Plus d’un an pour faire une offre !

La loi donne au Fiva un délai de six mois pour faire une offre. Ce délai est souvent respecté pour les plaques pleurales. Dans les autres cas, le demandeur attend parfois plus d’un an.
« Une amie, atteinte de plaques pleurales indemnisées par le Fiva, a eu ensuite un mésothéliome. Son père est mort d’un cancer bronchopulmonaire reconnu en maladie professionnelle. Sa mère, contaminée en lavant ses bleus, avait eu, elle aussi, des plaques pleurales indemnisées par le Fiva. Le diagnostic de mésothéliome était confirmé par un examen anatomopathologique. Le dossier était complet.

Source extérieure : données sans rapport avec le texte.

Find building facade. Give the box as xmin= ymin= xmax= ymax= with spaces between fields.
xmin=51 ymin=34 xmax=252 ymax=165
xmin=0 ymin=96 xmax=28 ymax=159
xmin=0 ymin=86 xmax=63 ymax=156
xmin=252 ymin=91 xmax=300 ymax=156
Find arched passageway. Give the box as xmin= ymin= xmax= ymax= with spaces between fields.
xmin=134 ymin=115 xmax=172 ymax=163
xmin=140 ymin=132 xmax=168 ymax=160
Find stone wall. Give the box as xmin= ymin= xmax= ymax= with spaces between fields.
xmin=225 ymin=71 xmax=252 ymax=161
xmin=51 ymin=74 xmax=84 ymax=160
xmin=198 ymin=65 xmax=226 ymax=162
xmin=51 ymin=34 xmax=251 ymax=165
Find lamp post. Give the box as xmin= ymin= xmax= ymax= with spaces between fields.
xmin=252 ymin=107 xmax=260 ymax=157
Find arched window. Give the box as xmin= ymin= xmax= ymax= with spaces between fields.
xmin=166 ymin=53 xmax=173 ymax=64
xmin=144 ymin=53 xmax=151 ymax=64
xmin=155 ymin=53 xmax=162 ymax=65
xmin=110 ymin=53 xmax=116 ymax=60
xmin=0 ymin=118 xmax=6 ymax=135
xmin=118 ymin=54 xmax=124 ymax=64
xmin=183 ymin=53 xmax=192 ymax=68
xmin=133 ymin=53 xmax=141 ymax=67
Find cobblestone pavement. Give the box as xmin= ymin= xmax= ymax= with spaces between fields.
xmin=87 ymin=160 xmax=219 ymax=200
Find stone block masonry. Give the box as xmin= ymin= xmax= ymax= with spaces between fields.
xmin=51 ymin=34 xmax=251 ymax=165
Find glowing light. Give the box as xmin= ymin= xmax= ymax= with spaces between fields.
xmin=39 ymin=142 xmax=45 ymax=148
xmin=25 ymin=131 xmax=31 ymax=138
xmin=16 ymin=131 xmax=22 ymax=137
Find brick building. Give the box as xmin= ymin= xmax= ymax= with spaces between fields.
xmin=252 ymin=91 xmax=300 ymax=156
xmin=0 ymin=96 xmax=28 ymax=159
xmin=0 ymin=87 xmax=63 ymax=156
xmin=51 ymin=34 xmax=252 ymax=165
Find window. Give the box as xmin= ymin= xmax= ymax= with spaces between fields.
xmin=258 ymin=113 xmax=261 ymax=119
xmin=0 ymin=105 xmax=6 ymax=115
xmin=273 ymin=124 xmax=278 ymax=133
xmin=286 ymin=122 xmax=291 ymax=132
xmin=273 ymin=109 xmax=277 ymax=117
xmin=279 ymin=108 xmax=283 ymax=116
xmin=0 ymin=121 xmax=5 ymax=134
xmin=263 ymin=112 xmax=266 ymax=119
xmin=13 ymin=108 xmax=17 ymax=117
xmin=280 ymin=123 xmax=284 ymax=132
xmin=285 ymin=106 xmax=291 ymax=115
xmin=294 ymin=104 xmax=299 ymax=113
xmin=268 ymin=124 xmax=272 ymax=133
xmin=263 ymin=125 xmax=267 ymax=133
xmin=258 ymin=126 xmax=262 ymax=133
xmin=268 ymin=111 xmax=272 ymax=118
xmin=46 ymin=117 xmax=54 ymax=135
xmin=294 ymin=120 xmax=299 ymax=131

Et pourtant, un an après l’avoir déposé, elle est décédée sans avoir reçu d’offre ».

Délais plus longs pour les ayants droit

L’indemnisation des ayants droit est toujours plus longue que celle d’une victime.
« On a l’impression que ces dossiers ne sont pas considérés comme prioritaires, déplore une bénévole. Il y a pourtant des familles où l’épouse se retrouve seule avec ses enfants, sans avoir de quoi nourrir sa famille ».

« Il arrive que le décès survienne avant que la maladie ne soit reconnue, explique Christine. Dans ces cas-là, la victime n’a pas eu le temps d’être examinée par un médecin diligenté par la caisse. Je l’ai signalé maintes fois au Fiva. Mais il continue à demander le rapport médical d’évaluation de l’incapacité... »

Le logiciel ignore les aggravations

« Les dossiers d’aggravation ont tous du retard, explique Frédérique. Or les maladies de l’amiante sont évolutives.
Je peux citer le cas d’une victime atteinte d’asbestose : quand son état s’est aggravé, la Sécurité sociale a majoré son taux d’incapacité de 20% à 40% puis de 40% à 60%. Il a déposé deux demandes d’aggravation auprès du Fiva. Elles n’ont toujours pas été traitées ».

Christine confirme. Quand on lui signale un retard sur une demande d’aggravation, le Fiva répond que ces dossiers « ne peuvent être traités rapidement dans le nouveau logiciel. Il suppose une adaptation de la part de notre prestataire et nous ne pouvons prendre d’engagement sur des délais. »

Préjudice économique en panne

Les victimes doivent être indemnisées pour les dépenses et les pertes de revenu liées à la maladie, les ayants droit pour celles qui sont liées au décès ou à l’accompagnement de fin de vie. «  Le chiffrage du préjudice économique incombe normalement au Fiva, souligne Frédérique. Or il est très rare qu’il prenne l’initiative de faire lui-même ce calcul, s’il n’est pas saisi d’une demande chiffrée. Quand il le fait, les délais peuvent être très longs : j’ai un dossier où l’offre a pris 22 mois de retard, un autre où la demande date de 2006... »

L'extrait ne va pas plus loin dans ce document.